Incident Response - Eradication
Removing the threat from the environment. Delete malware, close vulnerabilities, remove attacker persistence mechanisms. Verify threat is fully removed before recovery.
Incident Response - Recovery
Restoring systems to normal operation from clean backups. Verify systems are clean. Monitor closely for recurrence. May be gradual rollback of containment measures.

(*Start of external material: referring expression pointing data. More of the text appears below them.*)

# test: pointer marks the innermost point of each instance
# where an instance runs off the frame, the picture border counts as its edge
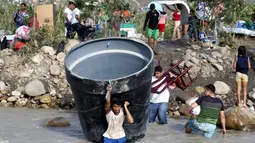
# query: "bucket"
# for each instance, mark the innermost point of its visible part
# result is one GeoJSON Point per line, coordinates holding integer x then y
{"type": "Point", "coordinates": [128, 64]}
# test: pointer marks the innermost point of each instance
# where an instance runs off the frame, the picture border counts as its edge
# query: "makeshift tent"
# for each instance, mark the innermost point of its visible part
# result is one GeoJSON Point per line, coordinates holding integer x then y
{"type": "Point", "coordinates": [185, 10]}
{"type": "Point", "coordinates": [240, 28]}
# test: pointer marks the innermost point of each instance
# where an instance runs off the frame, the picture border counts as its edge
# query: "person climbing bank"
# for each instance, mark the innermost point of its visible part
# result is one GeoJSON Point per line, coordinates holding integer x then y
{"type": "Point", "coordinates": [115, 116]}
{"type": "Point", "coordinates": [211, 107]}
{"type": "Point", "coordinates": [242, 65]}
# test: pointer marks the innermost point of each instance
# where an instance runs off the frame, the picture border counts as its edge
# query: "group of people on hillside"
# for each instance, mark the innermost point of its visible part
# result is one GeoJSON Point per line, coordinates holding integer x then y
{"type": "Point", "coordinates": [157, 23]}
{"type": "Point", "coordinates": [212, 108]}
{"type": "Point", "coordinates": [24, 22]}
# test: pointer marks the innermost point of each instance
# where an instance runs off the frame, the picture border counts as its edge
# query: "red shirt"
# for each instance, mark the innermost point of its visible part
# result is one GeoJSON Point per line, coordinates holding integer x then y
{"type": "Point", "coordinates": [176, 16]}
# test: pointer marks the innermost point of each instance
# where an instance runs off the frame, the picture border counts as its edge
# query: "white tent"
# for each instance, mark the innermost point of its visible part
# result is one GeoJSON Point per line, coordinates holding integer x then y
{"type": "Point", "coordinates": [185, 10]}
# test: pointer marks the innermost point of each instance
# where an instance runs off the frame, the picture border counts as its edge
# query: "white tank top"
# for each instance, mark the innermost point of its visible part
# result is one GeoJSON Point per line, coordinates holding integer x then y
{"type": "Point", "coordinates": [115, 125]}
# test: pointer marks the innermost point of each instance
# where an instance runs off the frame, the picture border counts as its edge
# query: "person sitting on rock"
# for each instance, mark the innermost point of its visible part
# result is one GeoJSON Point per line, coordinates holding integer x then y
{"type": "Point", "coordinates": [159, 102]}
{"type": "Point", "coordinates": [211, 107]}
{"type": "Point", "coordinates": [242, 65]}
{"type": "Point", "coordinates": [115, 116]}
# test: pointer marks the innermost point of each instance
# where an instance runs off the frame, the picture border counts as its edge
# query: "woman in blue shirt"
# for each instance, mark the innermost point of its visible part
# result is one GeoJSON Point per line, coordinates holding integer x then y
{"type": "Point", "coordinates": [242, 65]}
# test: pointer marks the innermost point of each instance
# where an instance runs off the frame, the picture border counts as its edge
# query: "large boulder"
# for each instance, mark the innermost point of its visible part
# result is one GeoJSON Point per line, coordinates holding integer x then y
{"type": "Point", "coordinates": [240, 118]}
{"type": "Point", "coordinates": [55, 70]}
{"type": "Point", "coordinates": [221, 88]}
{"type": "Point", "coordinates": [36, 88]}
{"type": "Point", "coordinates": [58, 122]}
{"type": "Point", "coordinates": [45, 99]}
{"type": "Point", "coordinates": [70, 44]}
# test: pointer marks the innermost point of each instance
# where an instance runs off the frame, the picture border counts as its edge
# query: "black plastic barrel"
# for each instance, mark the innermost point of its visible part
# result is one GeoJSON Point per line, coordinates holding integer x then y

Incident Response - Lessons Learned
Post-incident review documenting what happened, what worked, what failed, and how to improve. Must occur promptly while details are fresh. Updates IR plan and controls.
Digital Forensics
Collection and analysis of digital evidence following proper procedures to maintain admissibility in legal proceedings. Must preserve evidence integrity using chain of custody.
Chain of Custody
Documentation tracking who had access to evidence, when, and what was done with it. Maintains evidence integrity. Breaks in chain of custody can make evidence inadmissible.
Order of Volatility
Priority for collecting digital evidence from most to least volatile. Registers/cache - RAM - Swap/page file - Hard disk - Remote logging - Archival media. Collect most volatile first as it disappears fastest.
Log Analysis
Reviewing system, application, and security logs to identify anomalies, trace attacks, and support investigations. Key logs - authentication logs, firewall logs, web server logs, system event logs.
Threat Hunting
Proactively searching for hidden threats that have evaded automated detection. Hypothesis-driven. Uses threat intelligence, analytics, and manual investigation. Assumes breach mentality.
Threat Intelligence
Information about current and emerging threats. Used to improve detection and defence. Sources - ISACs, vendor feeds, dark web monitoring, government agencies (CISA).
Sandboxing
Executing suspicious code in an isolated environment to observe behaviour without risk to production systems. Used for malware analysis and application testing.
Automation and Orchestration
Using scripts and tools to automate repetitive security tasks. Benefits - faster response, consistency, scalability, reduces human error. Risks - automated response may cause unintended consequences.